Lead author Anthony Taylor, an astrophysicist at the University of Texas at Austin, explains, “There aren’t many other things that create this signature.” Spectroscopy involves splitting incoming light into its wavelengths to create a spectrum that reveals essential information about an astronomical object. In this case, the gas surrounding the black hole emits light waves that become redder when moving away from an observer, indicating the velocity of the object.
The spectroscopic confirmation of CAPERS-LRD-z9 supports the hypothesis that LRDs harbor supermassive black holes. Some of these black holes may reach masses exceeding 10 million solar masses within their first billion years. For context, the supermassive black hole at the center of our Milky Way galaxy has a mass of about 4 million solar masses. The black holes within LRDs may not only be supermassive but also “overmassive,” with mass ratios approaching 10 percent to 100 percent of their host galaxy’s stellar mass. The supermassive black hole in CAPERS-LRD-z9, at roughly 300 million solar masses, constitutes about half the mass of all the stars in its galaxy, a stark contrast to more local galaxies where central black holes represent only about 0.1 percent of their stellar mass.
Despite its enormity, CAPERS-LRD-z9 is so compact that even the JWST cannot resolve its structure, measuring only about 1,140 light-years wide, similar in scale to the dwarf galaxies that orbit the Milky Way. The research team suggests two potential pathways for how a black hole could grow to such a massive size within just 500 million years of cosmic time. One scenario involves a large “seed” black hole growing at the theoretical upper limit known as the Eddington rate, potentially starting with around 10,000 solar masses. Alternatively, a smaller seed, possibly beginning at just 100 solar masses, would need to grow at an accelerated pace, referred to as the super-Eddington rate, fueled by gravitational forces and a dense gas envelope.

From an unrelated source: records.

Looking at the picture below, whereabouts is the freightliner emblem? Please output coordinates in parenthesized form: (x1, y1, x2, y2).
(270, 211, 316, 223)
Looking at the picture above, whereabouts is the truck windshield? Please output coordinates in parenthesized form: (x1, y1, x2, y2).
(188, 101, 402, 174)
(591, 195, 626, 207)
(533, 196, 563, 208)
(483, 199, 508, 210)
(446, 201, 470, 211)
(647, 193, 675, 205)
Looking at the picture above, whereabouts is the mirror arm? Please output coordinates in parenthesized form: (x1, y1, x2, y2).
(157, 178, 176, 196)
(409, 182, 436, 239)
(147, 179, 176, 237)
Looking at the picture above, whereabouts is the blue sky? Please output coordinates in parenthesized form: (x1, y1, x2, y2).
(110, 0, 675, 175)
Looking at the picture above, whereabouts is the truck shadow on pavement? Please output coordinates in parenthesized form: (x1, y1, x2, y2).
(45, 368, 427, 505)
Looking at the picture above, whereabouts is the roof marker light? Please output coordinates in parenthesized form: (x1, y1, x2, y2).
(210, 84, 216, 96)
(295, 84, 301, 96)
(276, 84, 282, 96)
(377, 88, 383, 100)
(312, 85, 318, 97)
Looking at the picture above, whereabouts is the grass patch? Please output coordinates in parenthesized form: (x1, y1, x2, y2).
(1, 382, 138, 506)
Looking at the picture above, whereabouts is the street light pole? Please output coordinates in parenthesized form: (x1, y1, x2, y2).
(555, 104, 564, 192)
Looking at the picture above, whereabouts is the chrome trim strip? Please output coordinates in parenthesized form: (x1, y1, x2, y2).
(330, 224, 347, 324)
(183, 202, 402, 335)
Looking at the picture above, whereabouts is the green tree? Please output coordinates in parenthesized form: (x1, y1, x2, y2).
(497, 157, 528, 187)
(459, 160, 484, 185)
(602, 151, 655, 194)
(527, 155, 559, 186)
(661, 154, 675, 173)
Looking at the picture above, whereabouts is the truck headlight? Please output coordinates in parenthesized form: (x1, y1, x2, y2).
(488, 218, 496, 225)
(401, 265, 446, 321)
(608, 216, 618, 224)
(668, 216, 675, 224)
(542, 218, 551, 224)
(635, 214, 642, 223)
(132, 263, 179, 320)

These primordial black holes may have originated from various processes, including the collapse of Population III stars, the first stars that illuminated the cosmos, runaway collisions in dense star clusters, or the direct collapse of massive primordial gas clouds. Taylor notes, “When looking for black holes, this is about as far back as you can practically go. We’re really pushing the boundaries of what current technology can detect.”

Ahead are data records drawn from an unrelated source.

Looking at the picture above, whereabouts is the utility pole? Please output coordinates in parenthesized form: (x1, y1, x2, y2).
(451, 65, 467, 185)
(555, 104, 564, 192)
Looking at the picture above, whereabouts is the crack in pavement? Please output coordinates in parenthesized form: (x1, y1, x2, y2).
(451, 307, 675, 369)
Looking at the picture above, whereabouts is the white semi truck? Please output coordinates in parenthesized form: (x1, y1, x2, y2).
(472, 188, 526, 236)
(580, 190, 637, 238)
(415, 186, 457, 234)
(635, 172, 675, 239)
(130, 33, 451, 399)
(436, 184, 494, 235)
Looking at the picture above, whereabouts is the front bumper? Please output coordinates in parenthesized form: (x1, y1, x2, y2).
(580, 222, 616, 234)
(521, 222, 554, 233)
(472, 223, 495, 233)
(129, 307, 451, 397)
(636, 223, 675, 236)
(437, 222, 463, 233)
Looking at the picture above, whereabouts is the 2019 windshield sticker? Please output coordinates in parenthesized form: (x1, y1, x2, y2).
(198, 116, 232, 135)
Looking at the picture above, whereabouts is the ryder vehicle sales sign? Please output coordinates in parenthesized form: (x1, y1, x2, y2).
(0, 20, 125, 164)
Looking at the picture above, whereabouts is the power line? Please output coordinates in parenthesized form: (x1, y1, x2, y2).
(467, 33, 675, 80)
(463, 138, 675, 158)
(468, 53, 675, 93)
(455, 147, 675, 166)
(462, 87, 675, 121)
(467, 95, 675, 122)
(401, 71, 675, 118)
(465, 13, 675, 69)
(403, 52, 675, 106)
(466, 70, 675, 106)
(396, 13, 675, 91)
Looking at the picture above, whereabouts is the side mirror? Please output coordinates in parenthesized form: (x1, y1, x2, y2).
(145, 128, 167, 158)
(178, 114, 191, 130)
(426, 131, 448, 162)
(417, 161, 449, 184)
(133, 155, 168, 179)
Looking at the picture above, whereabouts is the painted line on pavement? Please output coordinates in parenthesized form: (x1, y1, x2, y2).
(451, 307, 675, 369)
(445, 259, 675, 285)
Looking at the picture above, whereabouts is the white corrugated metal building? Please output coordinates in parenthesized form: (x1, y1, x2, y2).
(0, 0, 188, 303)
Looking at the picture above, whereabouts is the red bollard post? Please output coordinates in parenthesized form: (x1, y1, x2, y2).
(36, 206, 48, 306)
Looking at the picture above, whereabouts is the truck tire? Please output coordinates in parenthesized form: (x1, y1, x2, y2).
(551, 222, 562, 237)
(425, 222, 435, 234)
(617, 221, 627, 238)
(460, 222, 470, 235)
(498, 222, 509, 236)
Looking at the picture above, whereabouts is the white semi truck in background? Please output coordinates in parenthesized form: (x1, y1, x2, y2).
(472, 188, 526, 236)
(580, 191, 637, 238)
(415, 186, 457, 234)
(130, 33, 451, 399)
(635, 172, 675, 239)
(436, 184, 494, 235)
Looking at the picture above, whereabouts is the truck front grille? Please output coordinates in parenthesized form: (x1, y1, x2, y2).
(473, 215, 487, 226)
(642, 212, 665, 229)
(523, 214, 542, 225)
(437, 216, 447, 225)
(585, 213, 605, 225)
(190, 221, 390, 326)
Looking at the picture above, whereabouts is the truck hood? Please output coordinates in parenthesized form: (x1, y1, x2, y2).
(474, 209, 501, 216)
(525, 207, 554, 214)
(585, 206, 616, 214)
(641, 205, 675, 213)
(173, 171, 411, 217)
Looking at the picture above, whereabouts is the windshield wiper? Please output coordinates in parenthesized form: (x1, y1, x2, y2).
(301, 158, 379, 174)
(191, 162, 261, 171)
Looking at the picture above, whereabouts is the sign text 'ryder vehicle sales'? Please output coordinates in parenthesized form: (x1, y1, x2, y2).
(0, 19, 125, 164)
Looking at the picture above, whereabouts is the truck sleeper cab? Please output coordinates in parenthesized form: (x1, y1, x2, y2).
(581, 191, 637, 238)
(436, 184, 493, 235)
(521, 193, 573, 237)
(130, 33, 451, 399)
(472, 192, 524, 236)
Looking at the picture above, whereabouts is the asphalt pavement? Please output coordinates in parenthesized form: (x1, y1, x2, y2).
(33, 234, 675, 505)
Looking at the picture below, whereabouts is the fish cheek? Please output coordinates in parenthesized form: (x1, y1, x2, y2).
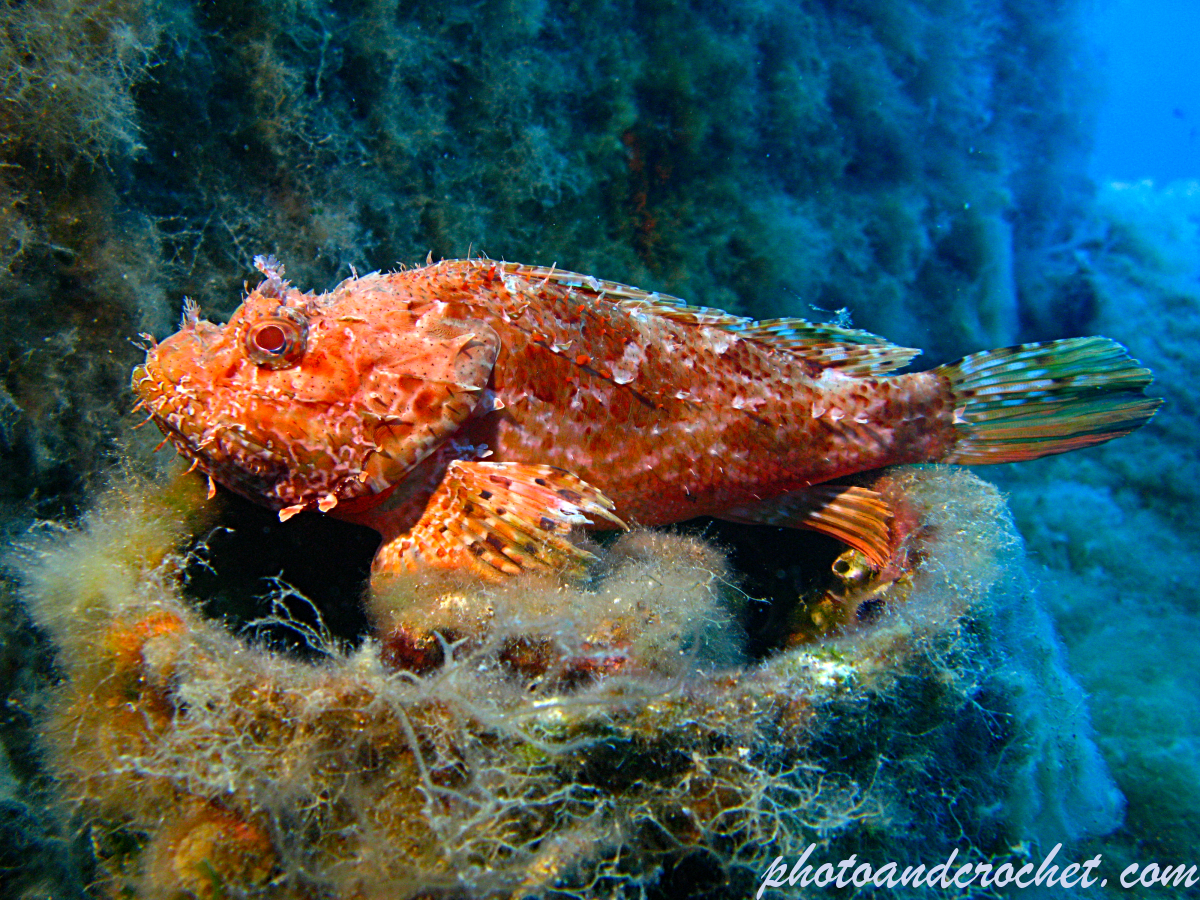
(362, 320, 500, 485)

This research not only confirms the existence of CAPERS-LRD-z9 but also adds weight to the theory that LRDs were transient phenomena in the early universe and could represent a crucial step in galactic evolution, possibly contributing to the formation of the Milky Way itself. The full study is published in the Astrophysical Journal Letters, marking a significant advancement in our understanding of cosmic history.